Along with roads, canals, printing presses, and telegraphs, another British innovation brought a new degree of self-consciousness to colonial-era Sikhs: the census. Beginning in middle of the 19th century, Sikhs began to acknowledge that though they had enjoyed political power in the first half of the century, their proportional representation in the Punjab was less than 10 percent. Nowhere did they form any kind of majority that would result in political prominence in demographics-based British norms where communitarian numbers mattered.
A wide array of responses to the colonial predicament emerged. One can see, for example, the effect of colonial resistance in the rise of the Namdhari movement. But the emergent voice in the late 19th and early 20th centuries was that of moderate Sikhs belonging to the Singh Sabha reform organizations, centered in the cities of Lahore and Amritsar. The Singh Sabha movement sought to bring the articulation of Sikh beliefs and conduct in consonance with the demands of modernity, just as Indian Hindu and Muslim organizations were mobilizing for those communities. The reform-minded Sikhs utilized the printing press and educational institutions in the name of articulating a clearer, modern Sikh culture. For example, one of the products of this reform was the Khalsa College, founded in 1892 in Amritsar. This esteemed and aesthetically sophisticated place of higher learning became the most important institution in the production of Sikh academic work.
In the early 20th century, modernist Sikhs built on this foundation. In 1915, the Chief Khalsa Diwan, also a reformist organization, published a normative code of ceremonies and rites called Gurmat Prakash: Bhag Sanskar. A decade later, the Gurdwara Reform Act created the Shiromani Gurdwara Prabhandak Committee (SGPC) to wrest control of historical gurdwaras (places of worship) from local patrons and place their maintenance in the hands of an organization that stood for the broader Sikh populace. Twenty-five years after the SGPC's establishment, it published an even more concrete set of codes than the Chief Khalsa Diwan's, known as Sikh Rahit Maryada, in 1950.
Soon after the establishment of a secular India in 1947, the Akali Dal, the main Sikh political party, demanded a state in which Punjabi language and culture were protected.
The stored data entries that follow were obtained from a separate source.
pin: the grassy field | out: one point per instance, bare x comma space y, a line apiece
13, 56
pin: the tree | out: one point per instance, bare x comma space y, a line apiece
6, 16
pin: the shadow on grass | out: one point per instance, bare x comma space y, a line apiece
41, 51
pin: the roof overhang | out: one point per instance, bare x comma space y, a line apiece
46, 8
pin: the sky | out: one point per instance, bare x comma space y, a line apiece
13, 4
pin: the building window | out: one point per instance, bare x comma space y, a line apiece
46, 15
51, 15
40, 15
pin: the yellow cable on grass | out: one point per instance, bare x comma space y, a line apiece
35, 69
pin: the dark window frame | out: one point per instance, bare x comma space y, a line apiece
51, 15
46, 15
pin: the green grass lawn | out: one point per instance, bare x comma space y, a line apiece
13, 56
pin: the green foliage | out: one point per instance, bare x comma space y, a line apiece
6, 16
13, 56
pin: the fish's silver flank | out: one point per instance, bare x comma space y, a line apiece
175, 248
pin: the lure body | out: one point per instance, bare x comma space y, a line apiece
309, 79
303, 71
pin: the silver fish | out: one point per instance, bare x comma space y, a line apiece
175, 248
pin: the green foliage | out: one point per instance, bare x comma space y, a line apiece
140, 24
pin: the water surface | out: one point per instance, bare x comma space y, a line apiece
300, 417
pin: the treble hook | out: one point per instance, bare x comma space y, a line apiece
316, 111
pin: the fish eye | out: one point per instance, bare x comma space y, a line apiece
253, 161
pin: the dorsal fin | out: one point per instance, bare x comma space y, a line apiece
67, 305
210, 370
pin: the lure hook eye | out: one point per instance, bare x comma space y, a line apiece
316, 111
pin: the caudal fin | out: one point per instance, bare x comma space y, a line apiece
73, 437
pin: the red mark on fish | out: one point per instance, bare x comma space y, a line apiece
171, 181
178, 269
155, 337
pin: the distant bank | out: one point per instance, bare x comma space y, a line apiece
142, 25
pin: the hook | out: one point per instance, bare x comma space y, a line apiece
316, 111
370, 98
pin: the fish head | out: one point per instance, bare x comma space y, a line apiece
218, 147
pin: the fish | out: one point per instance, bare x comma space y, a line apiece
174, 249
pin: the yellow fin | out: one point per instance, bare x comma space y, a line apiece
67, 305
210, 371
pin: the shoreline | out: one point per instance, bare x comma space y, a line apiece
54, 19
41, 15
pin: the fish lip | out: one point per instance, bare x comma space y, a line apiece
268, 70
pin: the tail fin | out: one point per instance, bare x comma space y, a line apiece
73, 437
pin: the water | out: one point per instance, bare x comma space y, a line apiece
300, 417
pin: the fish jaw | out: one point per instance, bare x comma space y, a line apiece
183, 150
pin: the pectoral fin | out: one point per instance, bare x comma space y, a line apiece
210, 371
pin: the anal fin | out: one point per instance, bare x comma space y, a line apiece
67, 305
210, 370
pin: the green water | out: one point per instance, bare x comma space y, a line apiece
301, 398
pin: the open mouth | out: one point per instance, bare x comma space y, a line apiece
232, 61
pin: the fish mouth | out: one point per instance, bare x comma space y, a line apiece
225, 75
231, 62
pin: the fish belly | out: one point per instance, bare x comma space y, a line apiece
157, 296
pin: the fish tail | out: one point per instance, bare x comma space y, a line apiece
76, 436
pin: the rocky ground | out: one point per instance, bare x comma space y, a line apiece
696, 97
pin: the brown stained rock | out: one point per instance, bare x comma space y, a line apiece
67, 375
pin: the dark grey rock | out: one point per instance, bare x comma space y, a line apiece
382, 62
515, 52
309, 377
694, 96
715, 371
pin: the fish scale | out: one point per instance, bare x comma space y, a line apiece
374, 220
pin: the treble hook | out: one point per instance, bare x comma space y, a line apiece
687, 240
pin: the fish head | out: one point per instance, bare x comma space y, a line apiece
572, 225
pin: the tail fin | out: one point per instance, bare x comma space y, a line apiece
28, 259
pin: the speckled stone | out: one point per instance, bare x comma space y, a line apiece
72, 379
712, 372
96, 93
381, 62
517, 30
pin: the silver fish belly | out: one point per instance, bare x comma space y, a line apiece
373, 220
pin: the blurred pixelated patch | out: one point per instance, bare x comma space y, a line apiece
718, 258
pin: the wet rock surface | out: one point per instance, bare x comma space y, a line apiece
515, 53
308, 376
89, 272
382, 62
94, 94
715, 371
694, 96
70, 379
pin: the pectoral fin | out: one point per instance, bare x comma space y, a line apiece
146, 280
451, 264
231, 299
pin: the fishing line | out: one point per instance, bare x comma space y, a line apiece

The Indian leadership in Delhi saw this as a thinly veiled guise for Sikh autonomy within Indian federalism. After a decade and half of agitation, the map of Punjab was redrawn in 1966 to create a state where Punjabi was the language of the majority population, and where Sikhs were a majority of the population. However, the conflict between the central Indian government and Sikhs in the Punjab continued for several decades thereafter.
Militancy was a major part of Sikh history of the 1980s and 1990s, as many Sikhs in Punjab and abroad participated in, or supported, a movement toward a separate Sikh state. Sikh separatists acted violently to draw attention to their political demands and the Indian state reciprocated with violence, resulting in thousands of deaths, the exact number of which is contested. The Indian army's brutal 1984 invasion of the most sacred of Sikh spaces, the Darbar Sahib complex, resulted in the deaths of hundreds of Sikhs and great destruction, and in revenge, two Sikh bodyguards assassinated Prime Minister Indira Gandhi. Pogroms throughout India ensued in which Sikhs were targeted; thousands were killed and tens of thousands were displaced.
Although not all Sikhs supported the idea of a Sikh state or the use of violence to achieve it, the Indian army's actions continue to be a deeply painful collective memory for most Sikhs. Today, Sikhs enjoy a more peaceful co-existence within India, as even a Prime Minister of India has been a Sikh (Manmohan Singh). However, the issues surrounding the injustices against Sikhs during the period of violence have not been forgotten.
Today, about 10 percent of the Sikh population, over two million people, lives outside of India, and is influential in several ways. Time will tell what changes these members of the community initiate. Sikhs outside of India today have begun to address issues of Sikh tradition and innovation. There are some people from Sikh backgrounds who renounce their heritage in order to assimilate into their host cultures. Other Sikhs choose to limit their interactions in non-Indian settings to people of their own kind and clique, entrenching themselves in what they may see as a distinctively Sikh way of life. The vast majority of Sikhs, however, would fall somewhere in between these two poles: navigating integration to other cultures while celebrating traditions from their homeland.
1. What were some of the major changes that emerged in colonial period?
2. How did Sikhs respond to the changes of the 19th century?
3. What were the major events in 20th-century Sikh history and what motivated them?